Naeem Mohaiemen, Kazi in Nomansland, 2008, digital prints, text, postage stamps from India, Bangladesh and Pakistan
Naeem Mohaiemen explores histories of the international left, and the contradictions of borders, wars, and belonging in South Asia, through essays, photography, and film (shobak.org). Since 2006, he has worked on The Young Man Was, a history of the 1970s ultra-left. Project themes have been described as "not yet disillusioned fully with the capacity of human society" (Vijay Prashad, Take on Art).

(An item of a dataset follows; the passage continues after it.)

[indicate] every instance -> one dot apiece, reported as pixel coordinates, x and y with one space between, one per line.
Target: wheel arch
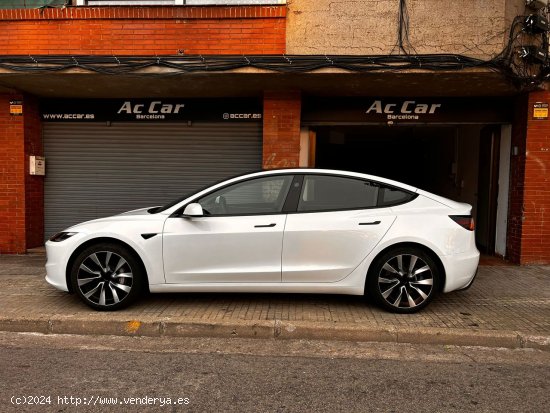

His work has been shown at Experimenter, Bangladesh Shilpakala Academy, Dhaka Gallery Chitrak, Frieze Art Fair, and Sharjah Biennial, and appeared in Granta, Rethinking Marxism, Arab Studies Journal, and Secret Identities: Asian Superhero Comics. Mohaiemen is a critic of the potentially racist aspects of a hegemonic Bengali nationalism, and was editor of Between ashes and hope: Chittagong Hill Tracts in the blind spot of Bangladesh nationalism (DP/MJF). He is currently a Ph.D. student in Anthropology at Columbia University.